Cette dépendance est le produit des sanctions occidentales sur les gouvernements militaires qui ont dirigé le Myanmar jusqu’en 2010. De nouvelles sanctions pourraient permettre à l’influence de la Chine d’augmenter encore davantage.

D’un point de vue plus long, la situation n’est pas désespérée. C’est parce qu’aucun des membres de l’Association des nations de l’Asie du Sud-Est ne veut être dominé par la Chine. Cela inclut le Myanmar.

Alors, quel type de prescription est possible pour la communauté internationale? Il n’y a pas de solution miracle à court terme, mais à plus long terme, il y a lieu d’espérer. En effet, aucun pays de l’ASEAN, y compris les États autoritaires, ne veut être le client de la Chine.

Un responsable du gouvernement asiatique qui a des canaux de communication avec l’armée birmane a déclaré que lors de conversations privées, les officiers supérieurs ont admis être « très méfiants de l’influence chinoise imprégnant le pays ».

La Chine a ouvertement soutenu le Parti communiste de Birmanie, un groupe armé anti-gouvernemental, des années 1960 au milieu des années 1970. Le ressentiment de l’armée birmane face à une telle ingérence persiste.

Les autres gouvernements autoritaires ne sont pas nécessairement pro-Chine non plus. Le Vietnam adopte une position particulièrement dure à l’égard de la Chine en raison de son différend maritime. La Thaïlande, dont le gouvernement est dirigé par un ancien général et chef de la junte, co-organise le plus grand exercice militaire multilatéral en Asie du Sud-Est avec les États-Unis presque chaque année.

Les Marines thaïlandais participent à un exercice militaire conjoint Cobra Gold avec les États-Unis dans une base militaire de la province de Chonburi en Thaïlande. © Reuters

Même le Cambodge, qui est considéré comme le membre de l’ASEAN le plus orienté vers la Chine, a annulé un exercice militaire conjoint avec la Chine prévu en mars.

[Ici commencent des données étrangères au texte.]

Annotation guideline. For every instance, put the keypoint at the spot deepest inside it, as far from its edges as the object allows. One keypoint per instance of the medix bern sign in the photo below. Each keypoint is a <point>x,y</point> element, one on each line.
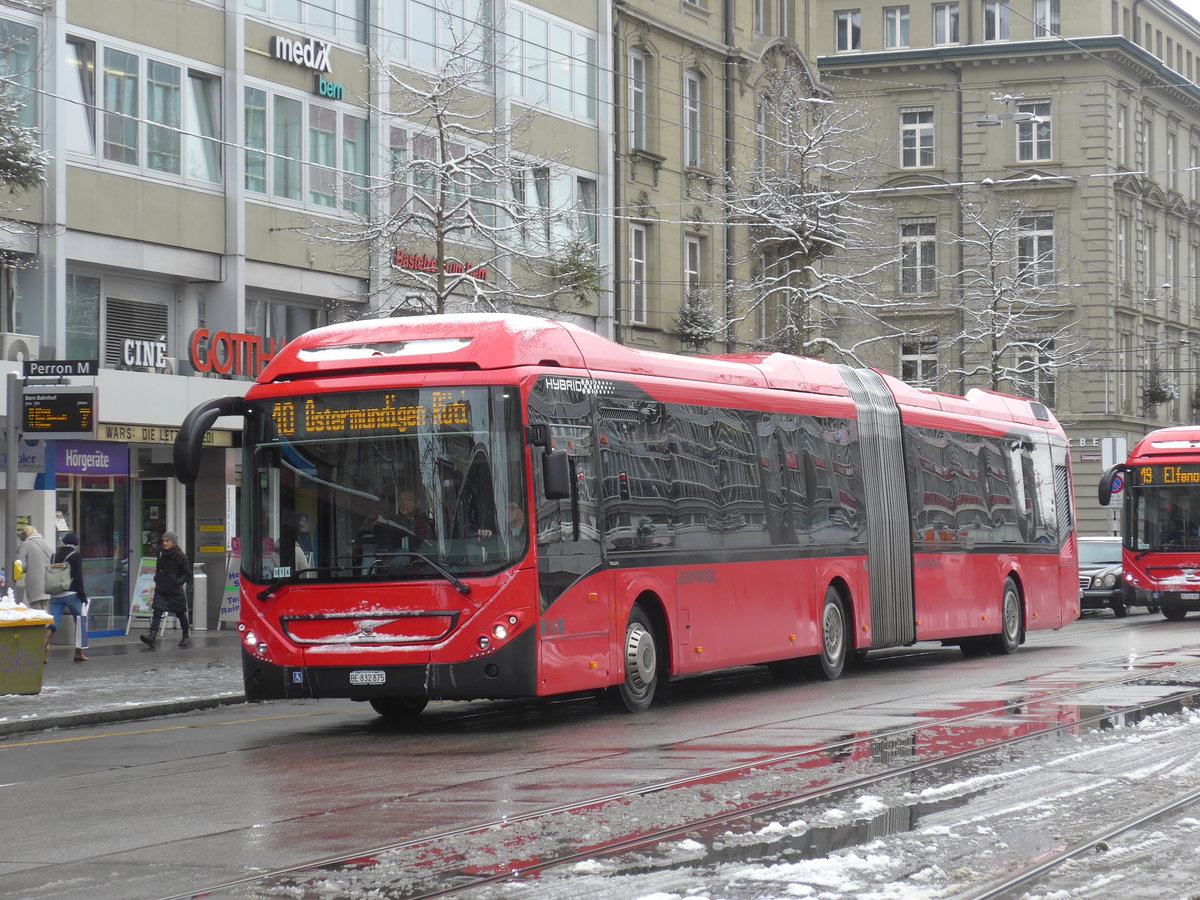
<point>227,353</point>
<point>311,54</point>
<point>421,263</point>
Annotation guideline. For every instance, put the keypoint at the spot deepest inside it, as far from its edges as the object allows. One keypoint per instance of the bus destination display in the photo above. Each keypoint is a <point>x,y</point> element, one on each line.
<point>375,414</point>
<point>59,412</point>
<point>1161,475</point>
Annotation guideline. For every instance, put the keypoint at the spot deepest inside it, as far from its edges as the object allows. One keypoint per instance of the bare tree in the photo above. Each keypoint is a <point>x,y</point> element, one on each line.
<point>463,219</point>
<point>1015,329</point>
<point>810,238</point>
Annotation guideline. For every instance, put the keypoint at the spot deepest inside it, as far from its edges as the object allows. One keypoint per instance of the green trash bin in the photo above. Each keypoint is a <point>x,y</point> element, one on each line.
<point>22,652</point>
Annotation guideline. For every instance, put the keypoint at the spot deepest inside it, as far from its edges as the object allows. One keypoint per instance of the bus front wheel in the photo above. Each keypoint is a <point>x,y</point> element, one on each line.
<point>399,709</point>
<point>834,640</point>
<point>1009,636</point>
<point>640,657</point>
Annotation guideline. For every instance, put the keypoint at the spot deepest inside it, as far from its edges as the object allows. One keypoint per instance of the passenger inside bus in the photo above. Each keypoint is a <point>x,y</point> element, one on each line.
<point>406,527</point>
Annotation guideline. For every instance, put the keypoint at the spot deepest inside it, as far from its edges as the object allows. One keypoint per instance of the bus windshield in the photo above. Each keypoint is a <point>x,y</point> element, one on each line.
<point>1163,515</point>
<point>384,485</point>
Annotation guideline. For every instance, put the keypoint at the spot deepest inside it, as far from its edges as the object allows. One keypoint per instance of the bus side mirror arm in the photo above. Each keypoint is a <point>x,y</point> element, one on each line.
<point>186,454</point>
<point>556,474</point>
<point>1105,486</point>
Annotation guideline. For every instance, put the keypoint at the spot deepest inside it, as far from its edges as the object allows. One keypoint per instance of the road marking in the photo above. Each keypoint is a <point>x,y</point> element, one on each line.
<point>173,727</point>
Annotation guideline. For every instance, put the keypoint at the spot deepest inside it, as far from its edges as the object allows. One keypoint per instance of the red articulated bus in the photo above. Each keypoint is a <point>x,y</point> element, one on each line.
<point>483,507</point>
<point>1161,526</point>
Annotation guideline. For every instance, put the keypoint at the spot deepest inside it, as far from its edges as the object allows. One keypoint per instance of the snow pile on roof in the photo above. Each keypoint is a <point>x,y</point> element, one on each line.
<point>12,611</point>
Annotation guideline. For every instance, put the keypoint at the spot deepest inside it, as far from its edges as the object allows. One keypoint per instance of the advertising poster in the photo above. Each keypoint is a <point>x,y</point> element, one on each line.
<point>231,598</point>
<point>143,589</point>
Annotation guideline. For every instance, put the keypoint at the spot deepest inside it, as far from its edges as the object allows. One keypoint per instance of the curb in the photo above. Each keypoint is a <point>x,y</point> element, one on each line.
<point>106,717</point>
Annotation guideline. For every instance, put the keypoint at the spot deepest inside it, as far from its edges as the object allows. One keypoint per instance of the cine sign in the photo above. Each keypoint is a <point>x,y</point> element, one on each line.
<point>59,412</point>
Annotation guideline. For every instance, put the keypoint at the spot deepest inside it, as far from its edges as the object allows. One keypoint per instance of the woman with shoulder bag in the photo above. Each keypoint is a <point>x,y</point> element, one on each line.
<point>71,600</point>
<point>172,574</point>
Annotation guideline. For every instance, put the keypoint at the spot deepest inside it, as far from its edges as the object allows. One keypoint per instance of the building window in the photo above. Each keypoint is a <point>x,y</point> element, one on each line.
<point>83,317</point>
<point>1173,177</point>
<point>18,67</point>
<point>760,125</point>
<point>918,257</point>
<point>1035,366</point>
<point>637,280</point>
<point>1123,251</point>
<point>946,23</point>
<point>996,16</point>
<point>551,63</point>
<point>691,131</point>
<point>1122,135</point>
<point>1047,18</point>
<point>346,19</point>
<point>849,30</point>
<point>916,138</point>
<point>1033,137</point>
<point>179,107</point>
<point>895,27</point>
<point>637,115</point>
<point>1035,250</point>
<point>691,265</point>
<point>318,154</point>
<point>918,363</point>
<point>1194,172</point>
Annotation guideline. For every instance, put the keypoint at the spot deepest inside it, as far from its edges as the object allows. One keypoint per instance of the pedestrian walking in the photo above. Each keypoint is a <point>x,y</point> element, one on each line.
<point>72,600</point>
<point>34,556</point>
<point>172,575</point>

La raison officielle a été donnée comme faisant face à la pandémie de coronavirus, mais certains observateurs disent que le Cambodge voulait éviter d’irriter l’administration Biden.

«L’idée que les régimes autocratiques se rapprochent généralement de la Chine est une idée idéologique, pas une idée empirique», déclare Bilahari Kausikan, ancien secrétaire permanent du ministère des Affaires étrangères de Singapour. « Si les régimes autocratiques se rapprochent de la Chine, c’est principalement parce que l’Occident (États-Unis et Europe) les évite et fait pression sur d’autres pays comme le Japon pour qu’ils emboîtent le pas, ne leur donnant aucune autre alternative. »

De ce point de vue, une réponse possible pour les États-Unis, l’Europe et le Japon émerge. Les sanctions devraient être suffisamment fortes pour obliger l’armée à payer un prix suffisant pour le coup d’État, tout en s’arrêtant avant un blocus économique pour le moment. Dans le même temps, les pays occidentaux et le Japon devraient aider les pays d’Asie du Sud-Est à renforcer les capacités nécessaires pour contrer l’influence de la Chine.

« Il est vital de fournir plus d’options économiques et diplomatiques aux pays de l’ASEAN pour réduire leur dépendance à l’égard de la Chine », a déclaré Kausikan. « Ceci est particulièrement important pour les États riverains du Mékong et les membres les moins développés de l’ASEAN qui ont des revendications dans la mer de Chine méridionale. »

La Chine a approché les pays d’Asie du Sud-Est avec des propositions de coopération pour tenter de s’imposer comme une force de premier plan dans le contrôle des inondations et le développement dans les hautes terres du Mékong. En mer de Chine méridionale, il accroît la pression militaire et tente de s’entendre sur un code de conduite avec la partie de l’ASEAN aux conditions de Pékin.

Le Japon et les États-Unis sont impliqués dans l’aide au développement dans la région du Mékong, mais leurs engagements ne sont pas assez profonds pour neutraliser celui de la Chine. Il leur faut trouver le juste équilibre en contrôlant le niveau des sanctions contre le Myanmar, sans quitter complètement l’accélérateur de coopération.